WORKER TIMEOUT in logs, st2 not working
Discussed in https://github.com/StackStorm/st2/discussions/5422
Originally posted by amyasnikov November 1, 2021 I'm trying to make HA st2 setup without k8s. My setup:
- 3 "cluster" nodes with rabbitmq, redis and mongodb on board
- 2 app nodes with st2 components. 1 node is active (st2 is in running state) and 1 node in standby (st2 is in stopped state).
The first app node works well (st2 login, st2 run, st2 execution get - all commands work fine). The problem arises with second app node when I'm trying to make it active. I stop st2 on first node (st2ctl stop) and the I start st2 on second node(st2ctl start on it). On the second node any st2 command hangs for infinite time without any output (st2 login or st2 execution list or any other). If I do "st2ctl reload" on second node it works well, but st2 still hangs. Meanwhile in logs (st2api.log or st2auth.log) I see messages like this:
[2021-11-01 10:59:07 +0000] [9253] [CRITICAL] WORKER TIMEOUT (pid:9496)
If I switch back to first node, all works fine again. st2.conf is the same for 2 app nodes.
- The network and DNS is fine. I can telnet to all the services (rabbit, mongo, redis) from both app nodes. I also tried mongosh from app node to connection-string from st2.conf, it works well (I tried to connect and read st2 database collections).

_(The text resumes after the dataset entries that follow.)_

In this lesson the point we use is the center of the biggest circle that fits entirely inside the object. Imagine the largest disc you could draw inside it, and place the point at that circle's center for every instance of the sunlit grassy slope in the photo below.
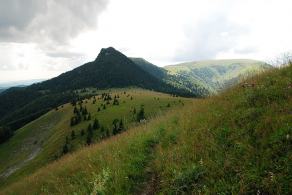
(215, 75)
(238, 142)
(42, 140)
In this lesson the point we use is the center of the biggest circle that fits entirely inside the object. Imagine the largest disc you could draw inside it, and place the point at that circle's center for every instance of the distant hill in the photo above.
(111, 69)
(215, 75)
(237, 142)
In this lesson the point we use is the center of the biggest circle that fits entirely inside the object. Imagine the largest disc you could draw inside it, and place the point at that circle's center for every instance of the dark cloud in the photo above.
(64, 54)
(47, 21)
(212, 35)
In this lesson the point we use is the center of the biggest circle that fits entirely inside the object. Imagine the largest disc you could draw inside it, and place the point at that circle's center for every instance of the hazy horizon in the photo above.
(41, 39)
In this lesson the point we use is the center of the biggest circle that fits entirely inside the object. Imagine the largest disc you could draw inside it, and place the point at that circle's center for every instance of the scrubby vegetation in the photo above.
(76, 125)
(238, 142)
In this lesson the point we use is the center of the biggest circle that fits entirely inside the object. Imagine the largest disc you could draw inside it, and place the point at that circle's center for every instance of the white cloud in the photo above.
(161, 31)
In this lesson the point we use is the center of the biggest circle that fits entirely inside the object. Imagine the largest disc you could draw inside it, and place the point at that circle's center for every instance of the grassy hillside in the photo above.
(111, 69)
(238, 142)
(43, 140)
(215, 75)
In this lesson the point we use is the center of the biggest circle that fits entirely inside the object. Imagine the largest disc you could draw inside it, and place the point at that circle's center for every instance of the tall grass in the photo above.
(238, 142)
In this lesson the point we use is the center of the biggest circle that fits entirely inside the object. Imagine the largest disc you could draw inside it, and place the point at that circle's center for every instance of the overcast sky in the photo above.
(43, 38)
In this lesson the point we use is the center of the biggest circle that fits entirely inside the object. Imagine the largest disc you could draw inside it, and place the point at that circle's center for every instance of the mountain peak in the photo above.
(108, 52)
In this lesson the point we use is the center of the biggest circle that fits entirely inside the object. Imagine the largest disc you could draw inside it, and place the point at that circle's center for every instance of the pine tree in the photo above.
(73, 134)
(115, 126)
(82, 132)
(89, 135)
(75, 110)
(89, 117)
(96, 124)
(141, 114)
(66, 146)
(72, 121)
(121, 126)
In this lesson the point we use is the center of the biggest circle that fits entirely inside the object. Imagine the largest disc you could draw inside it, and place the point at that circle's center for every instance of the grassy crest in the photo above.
(42, 140)
(238, 142)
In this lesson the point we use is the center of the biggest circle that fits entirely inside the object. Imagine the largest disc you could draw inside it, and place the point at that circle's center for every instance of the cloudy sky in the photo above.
(43, 38)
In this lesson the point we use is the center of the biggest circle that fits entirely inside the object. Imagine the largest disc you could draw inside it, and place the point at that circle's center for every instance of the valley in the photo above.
(238, 141)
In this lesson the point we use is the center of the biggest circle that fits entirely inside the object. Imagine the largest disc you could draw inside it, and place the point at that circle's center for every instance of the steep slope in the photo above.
(180, 81)
(110, 69)
(238, 142)
(216, 75)
(43, 140)
(154, 70)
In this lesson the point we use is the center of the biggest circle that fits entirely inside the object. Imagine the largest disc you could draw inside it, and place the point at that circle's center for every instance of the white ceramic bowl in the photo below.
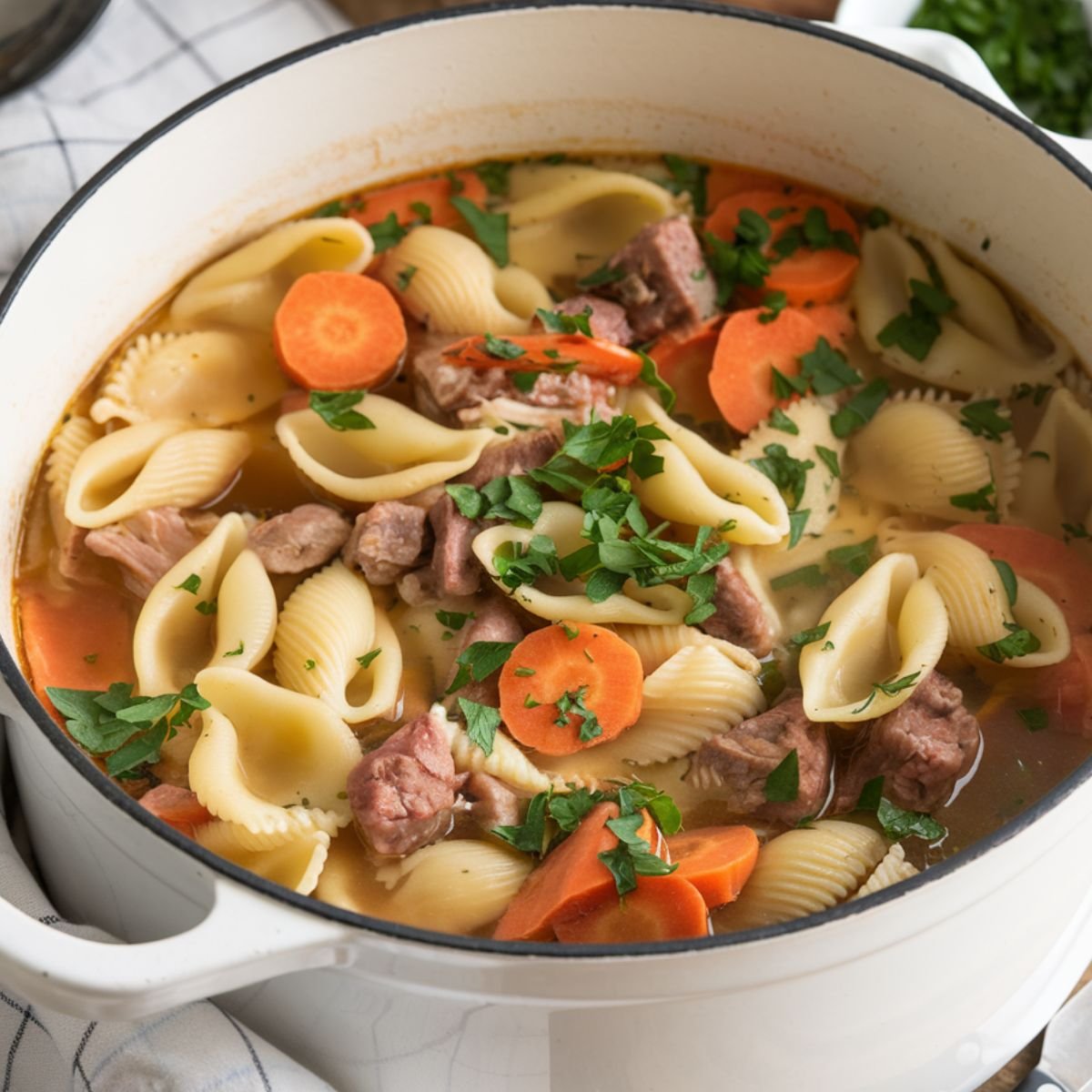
(925, 987)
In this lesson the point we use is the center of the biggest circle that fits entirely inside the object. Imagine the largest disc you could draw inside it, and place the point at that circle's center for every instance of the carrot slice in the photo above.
(339, 331)
(571, 663)
(571, 877)
(430, 196)
(178, 807)
(663, 907)
(747, 352)
(77, 638)
(807, 276)
(718, 861)
(593, 356)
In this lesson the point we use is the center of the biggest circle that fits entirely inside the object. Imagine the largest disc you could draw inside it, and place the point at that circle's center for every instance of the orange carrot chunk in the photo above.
(718, 861)
(179, 807)
(663, 907)
(806, 276)
(339, 332)
(424, 199)
(748, 349)
(572, 876)
(592, 356)
(571, 686)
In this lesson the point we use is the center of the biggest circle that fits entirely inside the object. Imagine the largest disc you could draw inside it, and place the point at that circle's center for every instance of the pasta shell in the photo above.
(702, 486)
(457, 288)
(970, 585)
(329, 622)
(245, 288)
(295, 862)
(822, 489)
(402, 454)
(560, 599)
(980, 345)
(148, 465)
(173, 639)
(268, 759)
(888, 625)
(454, 885)
(207, 379)
(804, 872)
(561, 211)
(894, 868)
(655, 644)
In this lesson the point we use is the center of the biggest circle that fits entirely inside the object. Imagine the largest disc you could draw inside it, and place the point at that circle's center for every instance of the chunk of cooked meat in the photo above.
(522, 453)
(607, 319)
(387, 541)
(740, 617)
(921, 749)
(494, 622)
(666, 282)
(736, 763)
(456, 571)
(492, 804)
(147, 545)
(402, 794)
(300, 540)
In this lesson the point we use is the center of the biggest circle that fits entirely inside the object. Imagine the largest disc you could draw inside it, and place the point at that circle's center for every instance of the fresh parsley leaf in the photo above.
(338, 409)
(481, 724)
(809, 636)
(490, 228)
(861, 409)
(1020, 642)
(388, 233)
(784, 784)
(454, 620)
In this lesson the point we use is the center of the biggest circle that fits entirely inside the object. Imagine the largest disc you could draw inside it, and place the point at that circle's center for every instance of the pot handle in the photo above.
(956, 58)
(244, 939)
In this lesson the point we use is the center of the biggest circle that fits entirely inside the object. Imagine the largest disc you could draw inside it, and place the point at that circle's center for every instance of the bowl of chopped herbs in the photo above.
(1038, 52)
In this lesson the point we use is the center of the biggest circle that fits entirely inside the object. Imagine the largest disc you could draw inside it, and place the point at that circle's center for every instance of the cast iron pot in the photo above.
(927, 986)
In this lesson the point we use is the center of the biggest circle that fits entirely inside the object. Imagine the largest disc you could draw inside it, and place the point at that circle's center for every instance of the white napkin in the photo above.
(143, 60)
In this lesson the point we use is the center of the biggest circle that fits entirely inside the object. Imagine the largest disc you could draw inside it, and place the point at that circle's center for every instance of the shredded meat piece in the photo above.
(147, 545)
(402, 794)
(300, 540)
(736, 763)
(387, 541)
(922, 749)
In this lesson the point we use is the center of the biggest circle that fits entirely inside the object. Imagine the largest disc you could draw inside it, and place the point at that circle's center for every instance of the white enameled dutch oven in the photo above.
(926, 987)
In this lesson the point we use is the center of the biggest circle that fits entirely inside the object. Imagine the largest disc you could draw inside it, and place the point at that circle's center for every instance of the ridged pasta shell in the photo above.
(889, 623)
(804, 872)
(268, 759)
(454, 885)
(296, 862)
(822, 489)
(148, 465)
(173, 640)
(1058, 490)
(894, 868)
(558, 599)
(970, 585)
(210, 378)
(457, 288)
(655, 644)
(328, 622)
(245, 288)
(404, 452)
(557, 212)
(703, 486)
(980, 345)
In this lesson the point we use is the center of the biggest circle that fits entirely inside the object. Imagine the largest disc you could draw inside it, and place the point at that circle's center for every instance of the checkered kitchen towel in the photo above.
(143, 60)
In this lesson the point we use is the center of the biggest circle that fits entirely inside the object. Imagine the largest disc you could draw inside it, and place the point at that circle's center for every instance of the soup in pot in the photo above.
(585, 551)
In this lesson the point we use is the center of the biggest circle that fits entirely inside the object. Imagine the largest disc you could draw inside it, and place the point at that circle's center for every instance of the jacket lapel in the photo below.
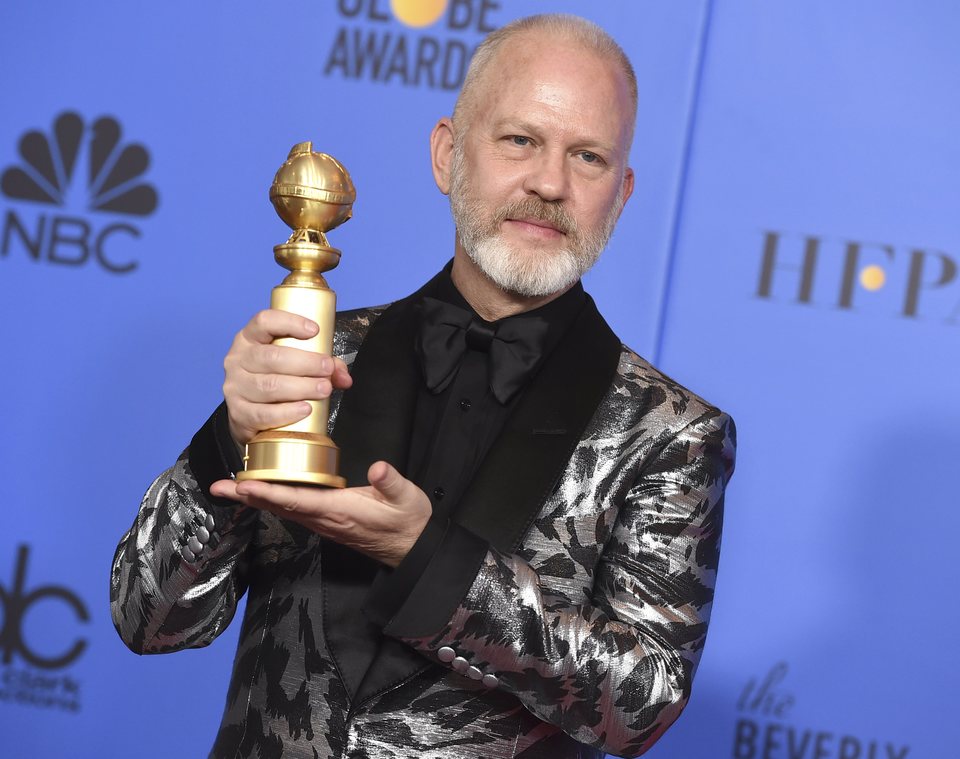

- datastore_key.json is the same on both nodes
- st2admin password is the same on both nodes
- St2 installed on Centos 7 via https://docs.stackstorm.com/install/rhel7.html
What can be the reason of that behavior?
PS While preparing this text I have detected another st2auth.log strange message which didn't appear previously:
[2021-11-01 10:55:17 +0000] [9084] [ERROR] Socket error processing request.
Traceback (most recent call last):
File "/opt/stackstorm/st2/lib/python3.6/site-packages/gunicorn/workers/base_async.py", line 65, in handle
util.reraise(*sys.exc_info())
File "/opt/stackstorm/st2/lib/python3.6/site-packages/gunicorn/util.py", line 626, in reraise
raise value
File "/opt/stackstorm/st2/lib/python3.6/site-packages/gunicorn/workers/base_async.py", line 38, in handle
listener_name = listener.getsockname()
OSError: [Errno 9] Bad file descriptor
[2021-11-01 10:55:17 +0000] [9084] [ERROR] Socket error processing request.
Traceback (most recent call last):
File "/opt/stackstorm/st2/lib/python3.6/site-packages/gunicorn/workers/base_async.py", line 65, in handle
util.reraise(*sys.exc_info())
File "/opt/stackstorm/st2/lib/python3.6/site-packages/gunicorn/util.py", line 626, in reraise
raise value
File "/opt/stackstorm/st2/lib/python3.6/site-packages/gunicorn/workers/base_async.py", line 38, in handle
listener_name = listener.getsockname
[st2.conf.txt](https://github.com/StackStorm/st2/files/7453224/st2.conf.txt)
(
[st2auth.log](https://github.com/StackStorm/st2/files/7453222/st2auth.log)
)
OSError: [Errno 9] Bad file descriptor
software versions:
$ st2 --version
st2 3.5.0, on Python 3.6.8
$ uname -a
Linux node10 3.10.0-1160.11.1.el7.x86_64 #1 SMP Fri Dec 18 16:34:56 UTC 2020 x86_64 x86_64 x86_64 GNU/Linux
Logs and st2.conf: st2auth.log st2.conf.txt
Thanks for contributing to this issue. As it has been 90 days since the last activity, we are automatically marking is as stale. If this issue is not relevant or applicable anymore (problem has been fixed in a new version or similar), please close the issue or let us know so we can close it. On the contrary, if the issue is still relevant, there is nothing you need to do, but if you have any additional details or context which would help us when working on this issue, please include it as a comment to this issue.